The Fiery Furnaces accomplished an impressive feat Tuesday in
front of a packed crowd at the Blind Pig — they managed to
give the audience everything it wanted to hear, while making the
listeners feel like they’ve never heard it before. The
Furnaces took songs from their 2003 debut Gallowsbird’s
Bark
and this year’s critically acclaimed Blueberry
Boat
and mixed up the verses, choruses and guitar solos to form
one long medley. The results were brilliant, never yielding a dull
moment.

The Fiery Furnaces are led by siblings Matthew and Eleanor
Friedberger. The brother/sister dynamic is a fascinating one,
lending the songs a playful, childlike air. Watching them bicker
over what songs to play during the encore was like being back at
the family dinner table.

Like The White Stripes, The Furnaces do borrow from the blues,
but they’re more in debt to the grandeur of The Who and the
eccentricity of Captain Beefheart. Combining folk and garage rock
influences with simple melodies and rollicking riffs, the songs can
be challenging, but are also rewarding. They never slowed down the
pace — rocking non stop for an hour, only pausing once to fix
a broken drum mic.

Highlights of the set included the jolly “Bow Wow,”
a song about a lost dog, the whimsical “I’m Going to
Run” and the freewheeling “Don’t Dance Her
Down.” The pace was set by the energetic drumming of Andy
Knowles, who even managed to be entertaining when not playing by
miming the lyrics and making faces at Matthew and Eleanor. In the
midst of the sonic chaos surrounding him, Matthew remained stoic,
whether he was pounding out melodies on his Rhodes organ or
unleashing effects-drenched guitar solos.

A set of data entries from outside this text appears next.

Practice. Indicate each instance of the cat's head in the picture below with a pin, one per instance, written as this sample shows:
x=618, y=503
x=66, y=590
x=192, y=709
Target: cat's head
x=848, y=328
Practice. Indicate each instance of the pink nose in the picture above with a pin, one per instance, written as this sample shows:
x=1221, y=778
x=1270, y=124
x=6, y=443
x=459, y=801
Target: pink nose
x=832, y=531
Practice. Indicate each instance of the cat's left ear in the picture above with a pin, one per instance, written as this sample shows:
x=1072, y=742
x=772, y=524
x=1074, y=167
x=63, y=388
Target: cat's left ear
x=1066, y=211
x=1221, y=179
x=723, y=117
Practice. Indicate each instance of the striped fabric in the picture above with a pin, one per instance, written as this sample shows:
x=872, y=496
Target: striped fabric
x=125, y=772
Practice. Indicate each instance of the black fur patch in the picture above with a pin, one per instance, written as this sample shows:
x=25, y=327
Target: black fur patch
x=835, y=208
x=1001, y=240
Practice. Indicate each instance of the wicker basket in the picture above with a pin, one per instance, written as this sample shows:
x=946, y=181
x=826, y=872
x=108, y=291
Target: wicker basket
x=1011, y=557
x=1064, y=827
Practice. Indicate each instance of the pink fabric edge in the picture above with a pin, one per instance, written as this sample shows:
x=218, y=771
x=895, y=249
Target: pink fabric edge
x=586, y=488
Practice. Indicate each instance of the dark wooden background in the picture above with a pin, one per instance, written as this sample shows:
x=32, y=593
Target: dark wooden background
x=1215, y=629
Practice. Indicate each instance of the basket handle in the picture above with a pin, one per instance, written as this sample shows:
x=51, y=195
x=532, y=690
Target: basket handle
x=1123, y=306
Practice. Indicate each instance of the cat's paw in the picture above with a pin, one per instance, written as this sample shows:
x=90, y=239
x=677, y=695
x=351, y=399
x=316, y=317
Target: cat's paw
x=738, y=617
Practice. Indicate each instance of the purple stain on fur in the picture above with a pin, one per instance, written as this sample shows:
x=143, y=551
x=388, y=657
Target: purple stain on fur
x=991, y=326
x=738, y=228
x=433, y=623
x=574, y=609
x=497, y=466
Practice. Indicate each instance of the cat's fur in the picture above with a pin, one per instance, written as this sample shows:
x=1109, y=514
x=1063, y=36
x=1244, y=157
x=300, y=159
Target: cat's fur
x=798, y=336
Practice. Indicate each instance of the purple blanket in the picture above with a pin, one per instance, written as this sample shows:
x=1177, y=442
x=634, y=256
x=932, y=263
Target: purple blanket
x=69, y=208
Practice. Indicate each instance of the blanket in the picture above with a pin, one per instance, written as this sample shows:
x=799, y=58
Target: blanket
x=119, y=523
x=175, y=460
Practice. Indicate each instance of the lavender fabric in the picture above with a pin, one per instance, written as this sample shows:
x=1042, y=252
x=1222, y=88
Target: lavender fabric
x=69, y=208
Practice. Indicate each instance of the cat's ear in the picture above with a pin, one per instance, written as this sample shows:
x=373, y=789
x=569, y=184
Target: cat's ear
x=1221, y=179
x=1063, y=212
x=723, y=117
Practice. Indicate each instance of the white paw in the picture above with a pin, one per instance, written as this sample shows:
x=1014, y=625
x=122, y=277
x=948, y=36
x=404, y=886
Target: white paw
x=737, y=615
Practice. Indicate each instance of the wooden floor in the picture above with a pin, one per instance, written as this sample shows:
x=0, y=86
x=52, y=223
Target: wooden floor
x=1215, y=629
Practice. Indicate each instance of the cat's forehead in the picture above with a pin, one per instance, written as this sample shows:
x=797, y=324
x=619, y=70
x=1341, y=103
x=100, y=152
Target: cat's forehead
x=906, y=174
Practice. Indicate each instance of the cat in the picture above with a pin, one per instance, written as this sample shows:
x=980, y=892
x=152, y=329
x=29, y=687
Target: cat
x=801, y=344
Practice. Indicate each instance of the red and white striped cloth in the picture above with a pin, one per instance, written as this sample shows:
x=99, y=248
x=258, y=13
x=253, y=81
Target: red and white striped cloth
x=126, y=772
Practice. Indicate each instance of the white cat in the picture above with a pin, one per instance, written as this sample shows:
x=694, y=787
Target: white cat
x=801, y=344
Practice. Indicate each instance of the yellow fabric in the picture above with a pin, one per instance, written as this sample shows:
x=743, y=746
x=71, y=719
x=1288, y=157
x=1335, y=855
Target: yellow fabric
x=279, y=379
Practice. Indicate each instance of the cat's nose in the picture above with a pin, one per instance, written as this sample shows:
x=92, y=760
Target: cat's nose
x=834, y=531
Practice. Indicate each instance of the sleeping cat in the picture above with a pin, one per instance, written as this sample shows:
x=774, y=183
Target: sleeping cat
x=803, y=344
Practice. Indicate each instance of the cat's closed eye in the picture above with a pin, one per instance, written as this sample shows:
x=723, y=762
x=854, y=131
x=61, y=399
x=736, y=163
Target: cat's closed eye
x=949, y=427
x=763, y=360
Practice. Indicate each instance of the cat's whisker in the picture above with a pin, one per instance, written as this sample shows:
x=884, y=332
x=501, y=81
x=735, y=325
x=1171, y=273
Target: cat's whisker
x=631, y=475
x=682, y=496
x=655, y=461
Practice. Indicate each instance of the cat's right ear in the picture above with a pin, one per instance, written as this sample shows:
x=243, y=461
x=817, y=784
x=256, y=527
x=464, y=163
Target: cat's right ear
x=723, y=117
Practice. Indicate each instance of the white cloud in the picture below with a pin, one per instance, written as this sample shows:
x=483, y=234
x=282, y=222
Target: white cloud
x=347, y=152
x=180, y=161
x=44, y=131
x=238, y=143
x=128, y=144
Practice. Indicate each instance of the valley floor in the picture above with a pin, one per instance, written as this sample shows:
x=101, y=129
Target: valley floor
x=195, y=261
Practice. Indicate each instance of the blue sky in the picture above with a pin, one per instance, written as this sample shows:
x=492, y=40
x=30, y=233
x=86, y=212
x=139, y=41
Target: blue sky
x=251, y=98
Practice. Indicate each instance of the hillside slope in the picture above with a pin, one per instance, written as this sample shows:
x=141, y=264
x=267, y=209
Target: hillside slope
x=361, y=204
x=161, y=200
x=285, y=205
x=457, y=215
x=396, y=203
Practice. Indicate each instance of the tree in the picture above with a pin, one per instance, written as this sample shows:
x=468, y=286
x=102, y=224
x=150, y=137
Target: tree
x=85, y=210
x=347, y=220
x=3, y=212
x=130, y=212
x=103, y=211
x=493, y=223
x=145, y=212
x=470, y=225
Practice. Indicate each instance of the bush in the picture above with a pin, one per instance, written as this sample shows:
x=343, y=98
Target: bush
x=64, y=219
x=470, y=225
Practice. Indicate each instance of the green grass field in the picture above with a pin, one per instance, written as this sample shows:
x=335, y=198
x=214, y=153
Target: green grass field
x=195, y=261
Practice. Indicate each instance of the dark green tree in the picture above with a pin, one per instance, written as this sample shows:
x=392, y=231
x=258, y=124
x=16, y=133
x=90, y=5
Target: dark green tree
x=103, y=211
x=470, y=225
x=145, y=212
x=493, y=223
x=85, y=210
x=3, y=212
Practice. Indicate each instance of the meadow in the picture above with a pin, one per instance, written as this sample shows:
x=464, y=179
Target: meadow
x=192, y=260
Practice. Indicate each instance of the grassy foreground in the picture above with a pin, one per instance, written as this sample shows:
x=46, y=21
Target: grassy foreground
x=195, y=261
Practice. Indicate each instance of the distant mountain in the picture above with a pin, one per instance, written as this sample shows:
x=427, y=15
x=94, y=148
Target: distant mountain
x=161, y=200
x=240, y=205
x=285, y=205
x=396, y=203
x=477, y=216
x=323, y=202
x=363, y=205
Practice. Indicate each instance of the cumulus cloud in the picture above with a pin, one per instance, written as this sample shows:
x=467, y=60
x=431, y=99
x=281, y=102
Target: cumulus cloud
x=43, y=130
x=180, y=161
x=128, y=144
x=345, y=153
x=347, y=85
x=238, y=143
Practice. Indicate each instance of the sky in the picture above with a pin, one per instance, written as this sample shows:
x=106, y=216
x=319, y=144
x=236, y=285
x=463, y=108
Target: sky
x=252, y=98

While Matthew is the creative force behind the music, Eleanor is
undoubtedly the focus of the band. Like a bizarre cross between PJ
Harvey, Patti Smith and Karen Carpenter, she sometimes delivered
the nonsense lyrics with a vacant stare and other times by busting
out robotic dance moves. Her dusky voice lent even the silliest
songs an emotional depth.

Packing most of their catalogue into an hour-long medley lent
The Furnaces cohesiveness not always found on their albums.
Blueberry Boat, while terrific, can be an exhausting listen.
This certainly wasn’t the case Tuesday as they walked off
stage with a packed crowd begging for more.